This section explains how to figure out the expected value for a single item (like purchasing a single raffle ticket) and what to do if you have multiple items. If you lot have a discrete random variable, read Expected value for a discrete random variable.
Example question: You buy one $10 raffle ticket for a new car valued at $fifteen,000. Two thousand tickets are sold. What is the expected value of your gain?
Step 1: Make a probability chart (encounter: How to construct a probability distribution). Put Gain(X) and Probability P(X) heading the rows and Win/Lose heading the columns.
Stride ii: Effigy out how much you lot could gain and lose. In our example, if nosotros won, nosotros'd exist upward $xv,000 (less the $10 price of the raffle ticket). If you lose, you'd be down $10. Fill in the information (I'm using Excel here, and then the negative amounts are showing in ruddy).
Step 3: In the bottom row, put your odds of winning or losing. Seeing every bit 2,000 tickets were sold, you accept a i/2000 run a risk of winning. And you lot as well have a 1,999/2,000 probability chance of losing.
Footstep 4: Multiply the gains (10) in the height row by the Probabilities (P) in the lesser row.
$xiv,990 * 1/2000 = $7.495,
(-$ten)*(1,999/ii,000)= -$9.995
Step 5:Add the two values together:
$seven.495 + -$9.995 = -$two.5.
That's information technology!
Note on multiple items: for example, what if you purchase a $10 ticket, 200 tickets are sold, and besides as a auto, y'all have runner up prizes of a CD player and luggage gear up?

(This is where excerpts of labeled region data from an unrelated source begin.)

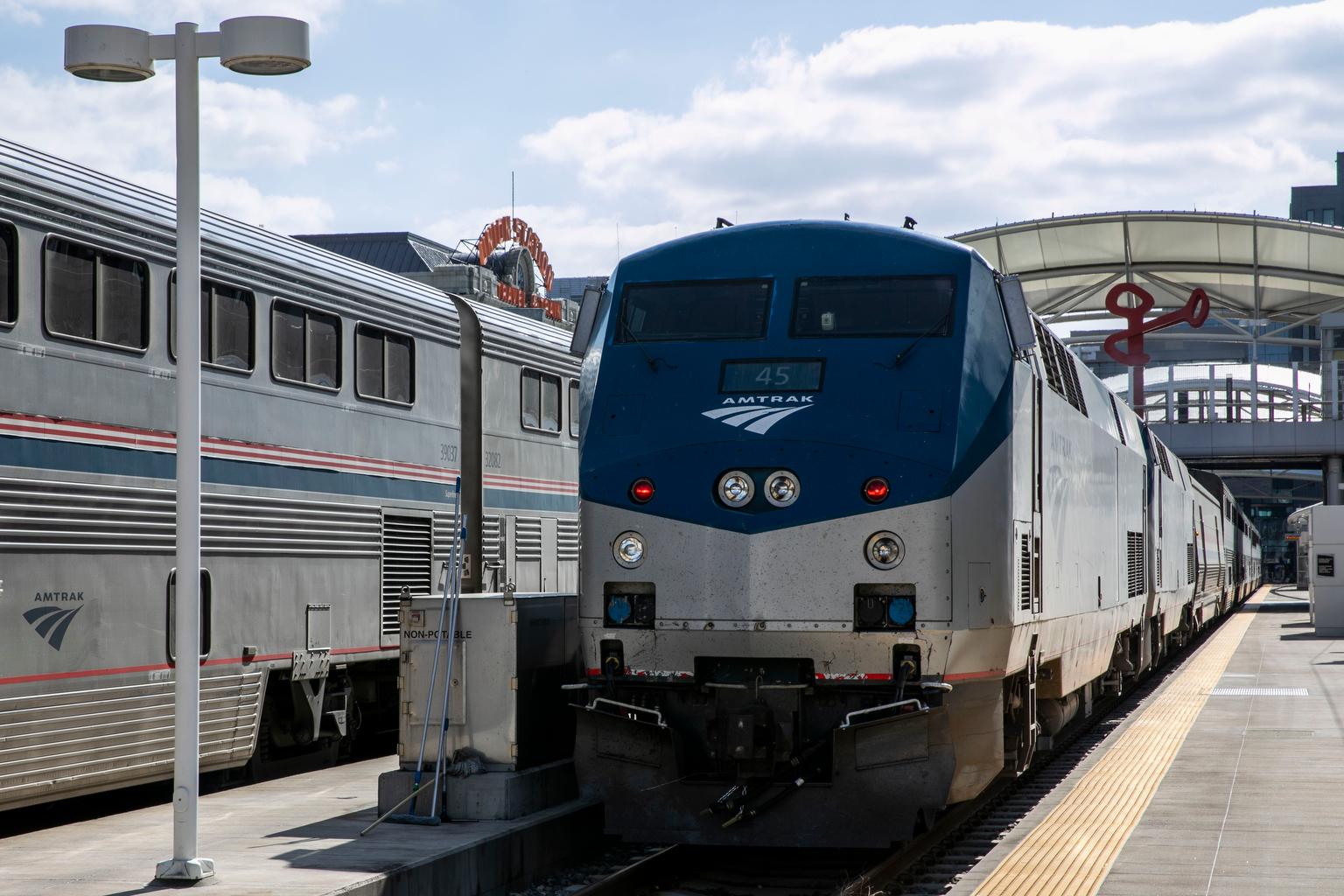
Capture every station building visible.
[953,207,1344,580]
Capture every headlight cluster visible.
[715,470,802,509]
[863,532,906,570]
[612,532,644,570]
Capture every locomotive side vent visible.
[1126,532,1144,598]
[555,520,579,560]
[1018,535,1031,610]
[383,513,434,634]
[514,517,542,562]
[1035,319,1088,416]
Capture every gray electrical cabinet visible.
[398,592,578,771]
[1308,505,1344,638]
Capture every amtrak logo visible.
[23,605,83,650]
[700,395,816,435]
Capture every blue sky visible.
[0,0,1344,276]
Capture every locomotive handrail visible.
[840,697,928,731]
[587,697,668,728]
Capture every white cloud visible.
[523,0,1344,259]
[0,0,341,33]
[0,67,383,233]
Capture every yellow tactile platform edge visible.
[975,590,1264,896]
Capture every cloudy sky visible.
[0,0,1344,276]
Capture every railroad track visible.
[575,845,882,896]
[574,606,1228,896]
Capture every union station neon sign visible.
[476,215,564,319]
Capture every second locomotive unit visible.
[575,221,1258,846]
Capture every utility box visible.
[1308,505,1344,638]
[398,592,578,773]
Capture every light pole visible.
[66,16,311,880]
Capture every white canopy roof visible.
[951,213,1344,339]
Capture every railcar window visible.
[792,276,957,337]
[523,369,561,432]
[168,271,256,372]
[270,302,340,389]
[0,221,19,326]
[615,279,770,342]
[45,236,149,351]
[355,324,416,404]
[570,380,579,439]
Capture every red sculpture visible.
[1102,284,1209,415]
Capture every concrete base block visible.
[378,759,578,821]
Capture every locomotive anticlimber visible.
[575,221,1258,846]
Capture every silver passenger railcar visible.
[0,143,578,808]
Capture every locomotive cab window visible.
[523,369,561,432]
[355,324,416,404]
[270,302,340,391]
[43,236,149,352]
[168,271,256,374]
[0,221,19,326]
[615,279,770,342]
[790,276,957,339]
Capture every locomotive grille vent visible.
[1032,318,1088,416]
[434,510,467,560]
[555,520,579,560]
[383,514,434,634]
[481,516,500,563]
[1126,532,1144,598]
[1018,535,1031,610]
[1153,441,1176,482]
[514,517,542,560]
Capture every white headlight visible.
[612,532,644,570]
[765,470,802,507]
[863,532,906,570]
[719,470,755,508]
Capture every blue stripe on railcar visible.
[0,435,578,513]
[579,221,1012,532]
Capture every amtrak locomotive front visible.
[575,221,1258,846]
[577,223,1012,844]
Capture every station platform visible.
[948,585,1344,896]
[0,756,602,896]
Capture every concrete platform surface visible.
[0,756,602,896]
[948,587,1344,896]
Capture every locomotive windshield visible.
[615,279,770,342]
[792,276,957,337]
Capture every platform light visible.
[65,16,311,881]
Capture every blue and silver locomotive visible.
[575,221,1258,846]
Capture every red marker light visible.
[630,480,653,504]
[863,475,891,504]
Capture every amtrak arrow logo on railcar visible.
[700,395,816,435]
[23,605,83,650]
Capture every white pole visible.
[158,22,215,880]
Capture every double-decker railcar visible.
[575,221,1256,846]
[0,143,578,810]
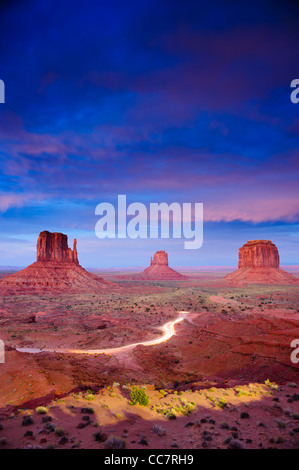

Perform the steps exactly as to a higher place. Brand a probability chart except you'll have more items:
Then multiply/add the probabilities as in step 4: 14,990*(i/200) + 100 * (one/200) + 200 * (one/200) + -$10 * (197/200).
You'll note at present that because you lot have iii prizes, you have 3 chances of winning, so your risk of losing decreases to 197/200.
Note on the formula: The actual formula for expected gain is East(Ten)=∑X*P(X) (this is likewise 1 of the AP Statistics formulas). What this is maxim (in English language) is "The expected value is the sum of all the gains multiplied by their individual probabilities."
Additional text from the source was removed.